FCC’s AWS-3 auction wraps at $3.5bn
June 24, 2026
By Chris Forrester
The FCC AWS-3 spectrum auction, its first for four years, ended on June 23rd, having raised more than $3.5 billion (€3.08bn) from US cellular operators. The total came from 72 rounds of the auction and the licensing of transmission frequencies in 200 markets.
Up to $3.3 billion of the proceeds will be used to reimburse operators that had to rip out Huawei or ZTE equipment as part of the FCC’s “rip and replace” mandate in order to establish new technology.

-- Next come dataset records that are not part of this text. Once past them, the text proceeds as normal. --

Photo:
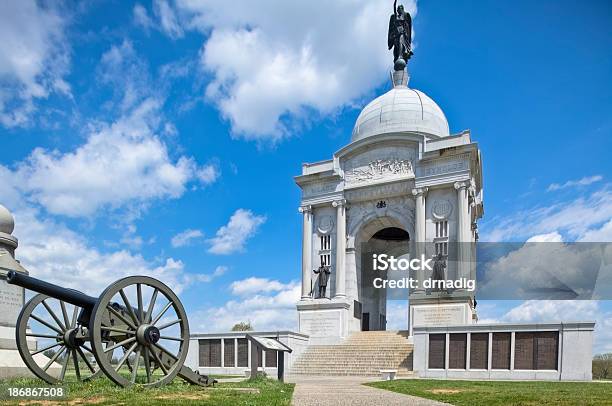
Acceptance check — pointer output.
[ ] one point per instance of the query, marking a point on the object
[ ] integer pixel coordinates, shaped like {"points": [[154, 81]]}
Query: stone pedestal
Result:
{"points": [[325, 321], [440, 311], [11, 302]]}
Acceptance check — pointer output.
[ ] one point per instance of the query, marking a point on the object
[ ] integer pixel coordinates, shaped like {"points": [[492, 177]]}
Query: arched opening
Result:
{"points": [[392, 241]]}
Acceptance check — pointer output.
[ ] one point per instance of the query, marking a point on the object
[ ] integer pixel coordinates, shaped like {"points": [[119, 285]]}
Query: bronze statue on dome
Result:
{"points": [[400, 36]]}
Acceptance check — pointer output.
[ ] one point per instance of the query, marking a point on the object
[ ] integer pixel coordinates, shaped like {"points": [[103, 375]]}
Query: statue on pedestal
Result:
{"points": [[400, 36], [323, 273]]}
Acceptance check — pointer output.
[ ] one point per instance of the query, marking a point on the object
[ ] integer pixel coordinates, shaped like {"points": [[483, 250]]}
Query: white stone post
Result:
{"points": [[419, 228], [340, 206], [306, 251], [463, 230]]}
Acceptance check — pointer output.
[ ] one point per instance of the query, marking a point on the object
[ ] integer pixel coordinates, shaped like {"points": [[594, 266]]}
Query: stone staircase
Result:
{"points": [[364, 353]]}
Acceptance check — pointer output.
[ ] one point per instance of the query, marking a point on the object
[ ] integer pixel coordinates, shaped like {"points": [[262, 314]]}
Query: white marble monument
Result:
{"points": [[11, 302], [402, 170]]}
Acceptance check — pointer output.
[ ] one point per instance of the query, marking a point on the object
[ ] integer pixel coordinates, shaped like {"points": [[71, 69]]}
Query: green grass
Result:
{"points": [[103, 392], [503, 393]]}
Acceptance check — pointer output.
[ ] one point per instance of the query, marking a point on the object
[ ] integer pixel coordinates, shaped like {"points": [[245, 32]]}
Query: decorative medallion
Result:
{"points": [[441, 209], [325, 225]]}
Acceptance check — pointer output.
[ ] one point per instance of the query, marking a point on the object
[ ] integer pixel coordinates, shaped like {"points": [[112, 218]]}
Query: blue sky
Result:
{"points": [[126, 126]]}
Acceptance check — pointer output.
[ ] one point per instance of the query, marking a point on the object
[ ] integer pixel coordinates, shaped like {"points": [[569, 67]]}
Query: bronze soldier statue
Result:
{"points": [[400, 36], [323, 273], [439, 269]]}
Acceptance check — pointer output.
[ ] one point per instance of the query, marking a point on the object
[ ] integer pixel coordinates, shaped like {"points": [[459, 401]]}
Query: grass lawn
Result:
{"points": [[503, 393], [103, 392]]}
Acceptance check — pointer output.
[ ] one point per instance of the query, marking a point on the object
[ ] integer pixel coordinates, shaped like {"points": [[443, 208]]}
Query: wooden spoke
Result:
{"points": [[128, 306], [54, 316], [126, 341], [77, 369], [164, 310], [147, 362], [125, 357], [160, 363], [136, 364], [171, 338], [118, 330], [75, 313], [65, 313], [151, 305], [43, 335], [41, 321], [47, 348], [120, 316], [139, 297], [64, 366], [91, 368], [172, 323], [53, 358]]}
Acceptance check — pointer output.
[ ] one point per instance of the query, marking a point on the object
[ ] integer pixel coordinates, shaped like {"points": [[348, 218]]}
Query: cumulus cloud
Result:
{"points": [[266, 310], [254, 285], [582, 217], [233, 236], [122, 163], [53, 252], [34, 58], [275, 63], [587, 180], [186, 237], [164, 18]]}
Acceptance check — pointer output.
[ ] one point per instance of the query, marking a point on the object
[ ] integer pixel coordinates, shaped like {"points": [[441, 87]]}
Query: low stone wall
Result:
{"points": [[543, 351], [240, 363]]}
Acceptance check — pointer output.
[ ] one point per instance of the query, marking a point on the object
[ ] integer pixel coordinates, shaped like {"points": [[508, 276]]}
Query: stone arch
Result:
{"points": [[363, 229]]}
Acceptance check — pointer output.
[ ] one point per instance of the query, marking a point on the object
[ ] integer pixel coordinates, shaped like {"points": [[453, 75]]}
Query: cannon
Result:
{"points": [[135, 332]]}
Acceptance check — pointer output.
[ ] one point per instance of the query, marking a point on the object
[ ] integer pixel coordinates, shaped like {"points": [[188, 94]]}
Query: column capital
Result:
{"points": [[462, 185], [420, 191], [305, 209], [341, 202]]}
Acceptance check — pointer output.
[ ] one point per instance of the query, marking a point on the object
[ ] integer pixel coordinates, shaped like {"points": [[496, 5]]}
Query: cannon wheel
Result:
{"points": [[59, 330], [139, 332]]}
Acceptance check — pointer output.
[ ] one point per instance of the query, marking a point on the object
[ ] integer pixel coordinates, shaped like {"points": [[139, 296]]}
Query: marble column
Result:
{"points": [[463, 229], [306, 251], [340, 206], [419, 227]]}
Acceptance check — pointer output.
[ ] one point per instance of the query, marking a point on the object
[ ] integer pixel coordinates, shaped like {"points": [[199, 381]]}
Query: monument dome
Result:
{"points": [[401, 109], [7, 223]]}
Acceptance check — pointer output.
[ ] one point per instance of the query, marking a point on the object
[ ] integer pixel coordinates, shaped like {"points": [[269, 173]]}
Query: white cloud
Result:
{"points": [[580, 218], [550, 237], [34, 58], [272, 310], [232, 237], [587, 180], [254, 285], [123, 163], [53, 252], [275, 63], [186, 238]]}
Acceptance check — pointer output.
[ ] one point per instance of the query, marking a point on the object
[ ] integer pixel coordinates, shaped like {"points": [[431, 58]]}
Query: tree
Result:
{"points": [[602, 366], [242, 326]]}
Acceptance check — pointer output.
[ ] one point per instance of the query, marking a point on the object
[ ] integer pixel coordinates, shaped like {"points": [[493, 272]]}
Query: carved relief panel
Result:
{"points": [[385, 163]]}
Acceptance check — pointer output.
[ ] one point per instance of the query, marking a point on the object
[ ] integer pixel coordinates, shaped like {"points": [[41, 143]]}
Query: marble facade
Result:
{"points": [[402, 169]]}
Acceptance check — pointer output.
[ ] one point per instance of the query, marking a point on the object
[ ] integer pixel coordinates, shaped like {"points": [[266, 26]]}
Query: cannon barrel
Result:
{"points": [[67, 295]]}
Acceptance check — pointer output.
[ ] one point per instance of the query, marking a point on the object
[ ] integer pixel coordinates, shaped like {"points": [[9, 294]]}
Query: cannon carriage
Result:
{"points": [[135, 332]]}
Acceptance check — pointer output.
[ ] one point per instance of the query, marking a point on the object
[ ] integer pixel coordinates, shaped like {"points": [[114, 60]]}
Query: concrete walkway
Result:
{"points": [[334, 391]]}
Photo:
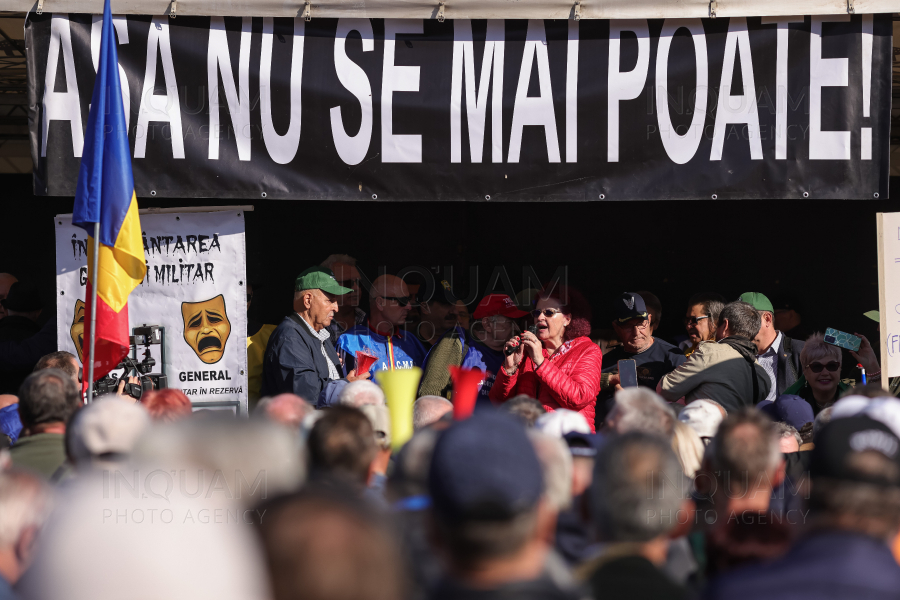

A total of 17 businesses were qualified to bid in the auction including EchoStar and SpaceX as well as the major US cellular operators. Most of the licences are actually licences that EchoStar subsidiary Dish won in Auction 97, which occurred more than 10 years ago but which were subsequently ruled inadmissible.
FCC Chairman Brendan Carr said the auction had beaten expectations with significant per-unit prices. “Today’s successful auction generated billions of dollars in competitive bids to put spectrum to effective commercial use, and it bolsters competition in the wireless marketplace,” Carr said in his statement. “We will carry this momentum forward as we prepare for the upper C-band auction in the year ahead.”
New Street Research analyst David Barden in his latest summary said the average price came out at $2.53/MHz-POP. Prices ranged from 15 cents/MHz POP for American Samoa to $5.67/MHz POP for Honolulu, Hawaii.